此时的曹喜儿就算想开口求饶,如今也是连嘴都张不得了,她不知道自己挨了多少巴掌,只知道方沁赶了来制止了这场闹剧。
“如今我暂代后宫之职,惠妃是有处置宫人的权利,不过曹喜儿毕竟是后宫之妃,还轮不到你做主,”方沁该摆架子的时候还是要摆的。
姚曼看着已经打得半死不活的曹喜儿,心中的怒火也消了大半,要怪也只怪曹喜儿不懂看人脸色,明明自己被撤了位分已是懊恼不已,如今她还来添堵讽刺,这让她如何能忍得,不过看在贤妃的面子上,既然已经小惩大诫,那就算了吧。
贤妃心有不忍,曹喜儿性格虽然跋扈,但并不是彻头彻尾的坏人。她让人请御医替她看病,然后去太后宫中汇报此事。
太后听罢,想到之前姚曼对自己的百般讨好,心下骇然,拉过自己侄女的手道,“如今这后宫之中,哀家最看重的便是你了。你处事有度,不像姚曼那样激进,是个堪为国母的好苗子。此事你处理的很对,以后后宫的安宁便只靠你了。”
方沁还是第一次被姑母这么夸赞,脸上羞红,道,“姑母,我还有很多要学的地方呢,希望以后姑母可以不嫌我愚笨,费心教我。”
“好孩子,”太后现在是越来越喜欢这个侄女了,看来是时候该跟皇上提提立后之事了。
曹喜儿养病期间,陆品柔过来探望她,如今这后宫之中只有她一人对她最好,她心下感念,道,“柔姐姐,如今我是孤立无援,被后宫排挤,你还愿意来看我。”
“妹妹说的是哪里话?别忘了,你可是我将来的靠山呢,妹妹可不能就此一蹶不振。不过妹妹还是先改了这性子,以后还会吃亏的。”
“姐姐吩咐的,我都记下了,只是我咽不下这口气,”只说了一些话,曹喜儿便觉得脸颊生疼,这种奇耻大辱她从未受过。

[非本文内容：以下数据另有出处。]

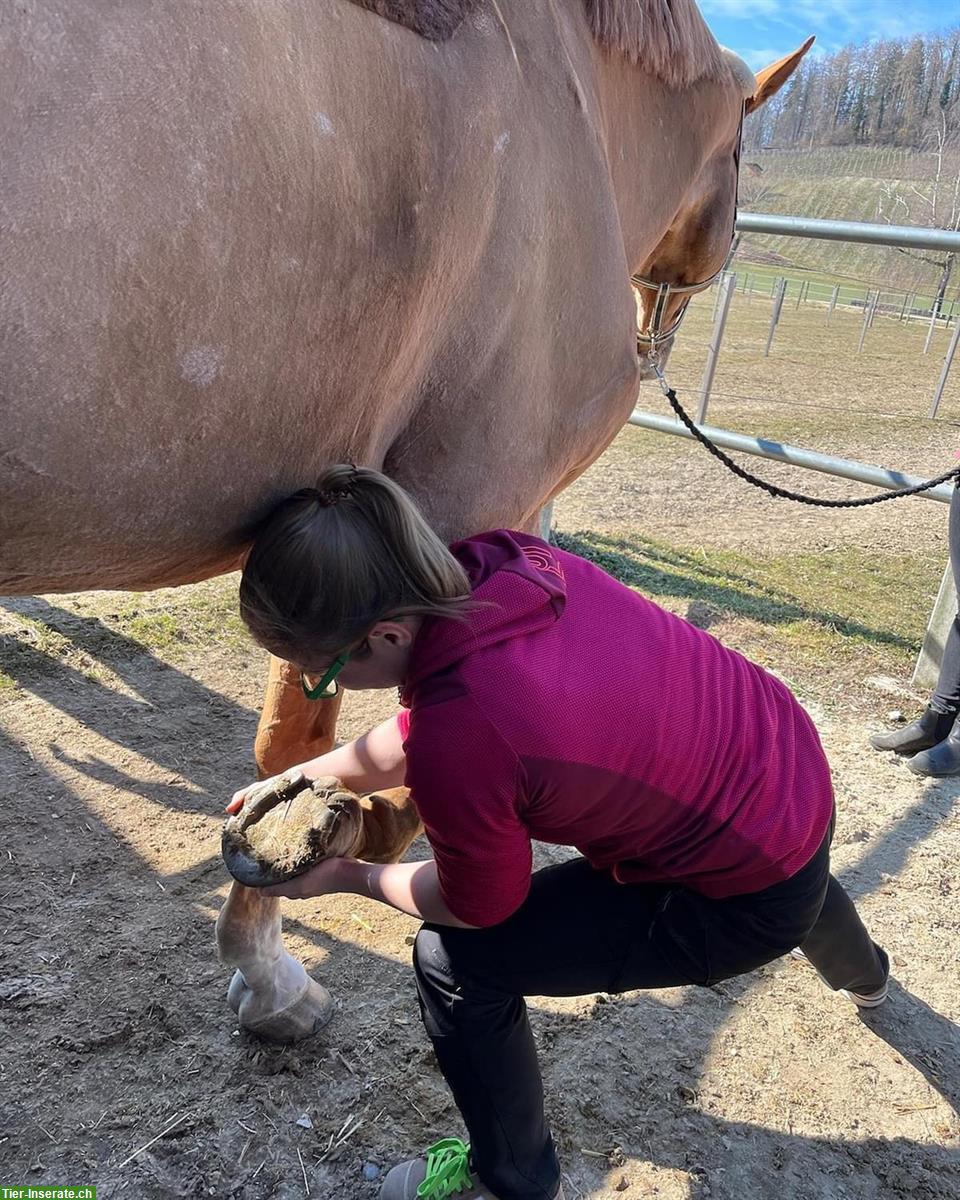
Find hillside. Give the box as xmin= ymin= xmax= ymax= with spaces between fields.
xmin=738 ymin=146 xmax=960 ymax=300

“可姚曼毕竟是户部长女,而且位分比我们都高,不好对付的。”
“那又如何?别忘了这是皇上的后宫,若是她惹怒了皇上,哪还有她的一席之地。”
“妹妹的意思是……”
曹喜儿在陆品柔耳边咬耳朵,说着自己的计划。陆品柔都没想到这曹喜儿受了一遭虐,竟然变聪明了。
曹喜儿受伤的第二天,柔妃和淑妃来惠妃殿里看望,惠妃看到柔妃来了脸色不大好,她听闻柔妃最近和曹喜儿走的比较近,对这个本就没什么存在感的人更加排斥了。
“你来这里做什么?不会是替那个曹喜儿抱不平吧?”姚曼看着陆品柔,声音阴阳怪气,若芳沁在这里便知道姚曼定是不快了。
“姐姐说笑了,我只是去看看曹妹妹的病情,我只是想着若是她伤的重了,太后怪罪下来,姚姐姐这里也说不过去啊。”
姚曼没想到一直以来这个闷葫芦一样的陆品柔,也能说出这样一番大道理。
“是啊,姐妹之间抬头不见低头见的,姚姐姐打的这么重,是不是应该过去探望一下?”柳淑儿直率惯了,想什么说什么,姚曼知道她的性子,不过此时也拉下脸来,“当日是她言语顶撞,我不过教训了她一下,让我去跟她道歉是绝对不可能的。”
“都说曹妹妹娇蛮任性,如今姚姐姐也学了三四分呢,”陆品柔低声浅笑。
姚曼气恼道,“谁跟她像了。”
此时姚曼和陆品柔凑得极近,一张圆桌,三杯茶水。姚曼气性大,动作幅度也变得不拘小节,此时陆品柔正要端起茶水,不知是有意无意,一杯热茶倒在了陆品柔的身上。